L'homme n'est qu'une fleur de l'air tenue par la terre, maudite par les astres, respirée par la mort ; le souffle et l'ombre de cette coalition, certaines fois, le surélèvent.


René Char,

Les compagnons dans le jardin

mardi, 08 décembre 2009

"Copenhague" II

Je connais des copines et des copains, des "citoyen(ne)s vigilant(e)s",  qui maintiennent depuis des mois un piquet, quai Ceineray, devant le Conseil général de Loire-Atlantique pour dire non à un futur monstre aéroportuaire.

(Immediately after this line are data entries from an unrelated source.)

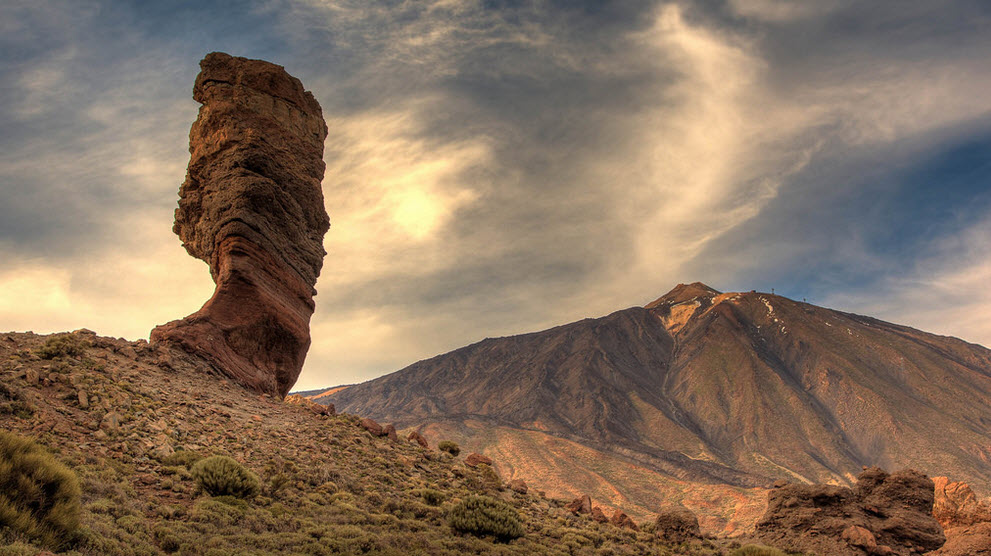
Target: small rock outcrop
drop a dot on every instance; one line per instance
(677, 524)
(475, 459)
(580, 505)
(620, 519)
(252, 208)
(418, 438)
(882, 514)
(956, 505)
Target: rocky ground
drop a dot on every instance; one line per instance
(128, 417)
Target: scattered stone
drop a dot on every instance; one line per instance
(598, 516)
(677, 524)
(252, 208)
(474, 459)
(418, 438)
(580, 505)
(895, 509)
(518, 486)
(110, 422)
(620, 519)
(372, 427)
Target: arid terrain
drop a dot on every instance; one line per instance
(702, 398)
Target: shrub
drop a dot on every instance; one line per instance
(757, 550)
(62, 344)
(482, 515)
(39, 497)
(431, 496)
(449, 447)
(223, 476)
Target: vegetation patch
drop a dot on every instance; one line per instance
(39, 497)
(483, 515)
(223, 476)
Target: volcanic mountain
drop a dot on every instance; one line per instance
(704, 398)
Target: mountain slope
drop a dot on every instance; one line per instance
(698, 386)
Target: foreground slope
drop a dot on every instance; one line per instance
(704, 388)
(128, 418)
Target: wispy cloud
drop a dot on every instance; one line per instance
(497, 167)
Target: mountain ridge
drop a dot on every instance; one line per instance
(746, 387)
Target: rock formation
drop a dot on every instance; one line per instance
(965, 520)
(882, 514)
(252, 208)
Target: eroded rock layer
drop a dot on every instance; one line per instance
(252, 208)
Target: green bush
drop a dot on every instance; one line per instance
(39, 497)
(431, 496)
(449, 447)
(223, 476)
(62, 344)
(757, 550)
(482, 515)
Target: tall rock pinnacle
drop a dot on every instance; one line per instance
(252, 208)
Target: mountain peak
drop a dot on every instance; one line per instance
(684, 292)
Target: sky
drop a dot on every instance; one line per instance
(500, 167)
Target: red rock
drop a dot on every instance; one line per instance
(418, 438)
(474, 459)
(252, 208)
(895, 509)
(677, 524)
(974, 540)
(372, 427)
(390, 431)
(518, 486)
(581, 505)
(598, 516)
(620, 519)
(956, 505)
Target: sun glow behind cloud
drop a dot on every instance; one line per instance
(494, 169)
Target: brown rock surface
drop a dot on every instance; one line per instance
(474, 459)
(956, 505)
(598, 516)
(620, 519)
(418, 438)
(371, 426)
(252, 208)
(824, 519)
(580, 505)
(677, 524)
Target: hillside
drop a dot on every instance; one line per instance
(700, 397)
(129, 418)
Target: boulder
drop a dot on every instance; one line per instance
(252, 208)
(390, 431)
(371, 426)
(580, 505)
(519, 486)
(620, 519)
(598, 516)
(894, 509)
(677, 524)
(474, 459)
(418, 438)
(956, 505)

Je connais, au sein de ce Conseil, une amie et un ami, élus lucides et... vigilants, qui demandent avec ténacité un moratoire pour enfin sagement renoncer à cette excroissance.

 

Je leur adresse cette parole de poète.

 

Viendra le temps où les nations sur la marelle
de l'univers seront aussi étroitement dépendantes
les unes des autres que les organes d'un même corps,
solidaires en son économie.

Le cerveau, plein à craquer de machines, pourra-t-il
encore garantir l'existence du mince ruisselet
de rêve et d'évasion? L'homme, d'un pas de somnambule,
marche vers les mines meurtrières,
conduit par le chant des inventeurs.


René Char

Feuillets d'Hypnos, 127

 

Nota-bene !!! : En 2005, déjà Airbus chassait le dernier vigneron de ma petite commune.

lundi, 07 décembre 2009

suivre "Copenhague" à ma manière I

c'est-à-dire en lisant un poète :

 

Nous errons près de margelles dont on a soustrait les puits.


René Char

Feuillets d'Hypnos, 91

jeudi, 19 novembre 2009

on appelle ça tricher

En football, quand un joueur du champ touche volontairement de la main le ballon, il triche. Non ?

 

J'avoue attendre cyniquement la protestation suffoquée du sieur Raoult : le tricheur est bien le capitaine d'une équipe nationale qui représentera ce pays où je suis né (avouerais-je que ça m'est insuffisant pour m'identifier "nationalement" ?). Saurai-je un jour la somme de mes identités ?

 

Je suis du côté d'Héraclite, le Flux changeant, contre Parménide, l'Être absolu.

Lire quelques fétus de philosophie à propos de l'identité, la patrie, la nation et tutti quanti dans Libé de ce jour.

 

D'ailleurs, je m'en fous : l'Algérie est, elle, qualifiée. Mais ce n'est pas pour cela que contre la "francité", je revendiquerais "arabité" ou "berbérité".